President-elect Wilson, in the course of an address to a...

Chicago (III.) Inter Ocean

President-elect Wilson, in the course of an address to a gathering of social workers at the private house in Hoboken where he was a week-end guest, is reported to have said of the proposal for national supervision of matters of health and sanitation: "Most of the things you have spoken of are without political embarrassment. One that does have political embarrassment is the health department project. There is a fear in many minds that we are about to set up what has been called a 'medical trust.' It is very desirable to remove that idea." It is very desirable. There is nothing, except his religious convictions, with which the average citizen so deeply resents governmental interference as in matters affecting his health and the health of his family. Any sort of dictation about what measures he shall take to preserve or restore health the average man regards as an unbearable outrage. Although Mr. Wilson went on to say that he had "never seen any serious proposal to put any particular school of medicine in charge of the national health," precisely such an intention was widely imputed to the measure most earnestly urged in the last Congress. Whether justified or not, these imputations were confirmed in the minds of thousands by the apparent unanimity with which medical societies of a particular school urged the passage of the Owen bill.
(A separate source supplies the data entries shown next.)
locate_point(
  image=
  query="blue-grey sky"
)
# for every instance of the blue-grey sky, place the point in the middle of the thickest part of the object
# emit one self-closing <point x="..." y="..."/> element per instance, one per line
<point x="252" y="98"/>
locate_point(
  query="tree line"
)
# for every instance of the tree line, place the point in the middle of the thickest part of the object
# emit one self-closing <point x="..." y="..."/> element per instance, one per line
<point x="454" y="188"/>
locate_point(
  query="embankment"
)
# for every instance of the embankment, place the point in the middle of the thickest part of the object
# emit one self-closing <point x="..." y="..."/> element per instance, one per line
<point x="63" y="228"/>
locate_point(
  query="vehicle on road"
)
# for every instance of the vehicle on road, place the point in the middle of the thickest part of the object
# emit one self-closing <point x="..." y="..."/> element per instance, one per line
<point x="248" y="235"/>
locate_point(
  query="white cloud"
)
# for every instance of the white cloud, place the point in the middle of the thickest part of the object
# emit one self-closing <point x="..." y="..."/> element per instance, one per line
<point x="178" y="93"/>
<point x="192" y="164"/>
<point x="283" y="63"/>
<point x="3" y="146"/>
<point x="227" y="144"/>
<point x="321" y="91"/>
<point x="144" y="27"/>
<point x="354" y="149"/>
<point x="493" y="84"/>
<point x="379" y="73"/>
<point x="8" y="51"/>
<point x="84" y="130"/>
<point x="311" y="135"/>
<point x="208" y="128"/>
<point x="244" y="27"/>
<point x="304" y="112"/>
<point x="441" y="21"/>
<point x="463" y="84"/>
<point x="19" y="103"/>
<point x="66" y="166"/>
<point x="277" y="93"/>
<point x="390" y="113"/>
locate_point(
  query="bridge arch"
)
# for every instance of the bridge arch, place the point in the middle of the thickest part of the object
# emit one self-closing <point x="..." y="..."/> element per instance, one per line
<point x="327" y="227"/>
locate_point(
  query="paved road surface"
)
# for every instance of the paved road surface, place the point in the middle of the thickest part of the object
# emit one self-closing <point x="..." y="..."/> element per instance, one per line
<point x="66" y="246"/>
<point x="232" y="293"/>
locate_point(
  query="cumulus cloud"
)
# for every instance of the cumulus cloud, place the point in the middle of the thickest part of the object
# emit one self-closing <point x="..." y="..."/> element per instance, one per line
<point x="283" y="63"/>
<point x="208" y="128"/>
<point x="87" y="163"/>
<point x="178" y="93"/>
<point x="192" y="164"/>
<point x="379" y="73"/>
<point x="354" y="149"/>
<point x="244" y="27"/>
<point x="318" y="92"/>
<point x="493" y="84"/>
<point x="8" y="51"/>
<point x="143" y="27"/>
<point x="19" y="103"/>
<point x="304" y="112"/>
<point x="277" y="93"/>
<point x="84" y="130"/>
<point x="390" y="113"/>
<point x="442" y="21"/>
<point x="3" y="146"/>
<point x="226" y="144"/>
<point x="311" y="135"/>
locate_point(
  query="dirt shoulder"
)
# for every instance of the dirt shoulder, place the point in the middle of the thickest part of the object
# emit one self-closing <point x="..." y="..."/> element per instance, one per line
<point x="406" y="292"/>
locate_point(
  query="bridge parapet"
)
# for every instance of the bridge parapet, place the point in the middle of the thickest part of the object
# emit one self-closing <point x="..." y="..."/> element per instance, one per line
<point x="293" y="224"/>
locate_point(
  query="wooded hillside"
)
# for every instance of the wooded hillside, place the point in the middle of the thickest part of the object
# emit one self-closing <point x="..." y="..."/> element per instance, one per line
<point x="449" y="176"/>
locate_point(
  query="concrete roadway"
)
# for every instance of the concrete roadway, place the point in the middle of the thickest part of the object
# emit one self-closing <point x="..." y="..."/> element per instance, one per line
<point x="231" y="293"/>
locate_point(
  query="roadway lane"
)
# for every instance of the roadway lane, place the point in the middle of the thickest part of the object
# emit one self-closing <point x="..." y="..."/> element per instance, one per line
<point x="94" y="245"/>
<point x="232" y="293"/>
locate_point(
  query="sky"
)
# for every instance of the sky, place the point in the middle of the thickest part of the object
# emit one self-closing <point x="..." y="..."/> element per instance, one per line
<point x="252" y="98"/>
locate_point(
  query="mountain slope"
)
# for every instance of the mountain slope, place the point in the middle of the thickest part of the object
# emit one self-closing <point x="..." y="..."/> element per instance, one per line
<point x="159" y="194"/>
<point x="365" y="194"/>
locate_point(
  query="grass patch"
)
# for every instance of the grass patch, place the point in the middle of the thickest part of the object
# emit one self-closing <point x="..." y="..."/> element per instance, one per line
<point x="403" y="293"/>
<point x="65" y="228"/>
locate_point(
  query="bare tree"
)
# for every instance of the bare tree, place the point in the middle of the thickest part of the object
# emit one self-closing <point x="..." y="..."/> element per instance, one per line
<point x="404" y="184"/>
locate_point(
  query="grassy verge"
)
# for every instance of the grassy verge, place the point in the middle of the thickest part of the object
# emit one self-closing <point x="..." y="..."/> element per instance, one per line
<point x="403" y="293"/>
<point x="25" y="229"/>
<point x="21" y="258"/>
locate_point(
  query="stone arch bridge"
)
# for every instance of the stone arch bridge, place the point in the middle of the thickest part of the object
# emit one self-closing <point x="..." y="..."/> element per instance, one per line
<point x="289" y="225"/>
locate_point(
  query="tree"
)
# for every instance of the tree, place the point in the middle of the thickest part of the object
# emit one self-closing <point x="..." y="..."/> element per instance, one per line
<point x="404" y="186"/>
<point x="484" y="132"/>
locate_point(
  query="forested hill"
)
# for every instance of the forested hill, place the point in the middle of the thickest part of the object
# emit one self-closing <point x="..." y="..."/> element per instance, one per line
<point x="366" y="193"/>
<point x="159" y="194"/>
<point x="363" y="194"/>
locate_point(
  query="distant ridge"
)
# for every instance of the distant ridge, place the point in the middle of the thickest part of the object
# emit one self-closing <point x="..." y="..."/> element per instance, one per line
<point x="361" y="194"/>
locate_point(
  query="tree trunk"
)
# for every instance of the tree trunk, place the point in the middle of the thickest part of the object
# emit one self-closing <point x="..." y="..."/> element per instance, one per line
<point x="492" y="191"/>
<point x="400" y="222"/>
It is probably true that desirable measures of sanitation and disease prevention could be more effectively administered under national authority; but so long as doctors disagree so widely and violently among themselves, it is impossible to expect the laity to accept any method of treatment of disease as right, to the exclusion of all other methods. Anything that even looked like a "medical trust" would be widely and deeply resented by all sorts and contitions of citizens. The political party that makes itself responsible for any legislation which can be so construed will have only its own folly to blame for its subsequent troubles,—and it will have plenty of troubles.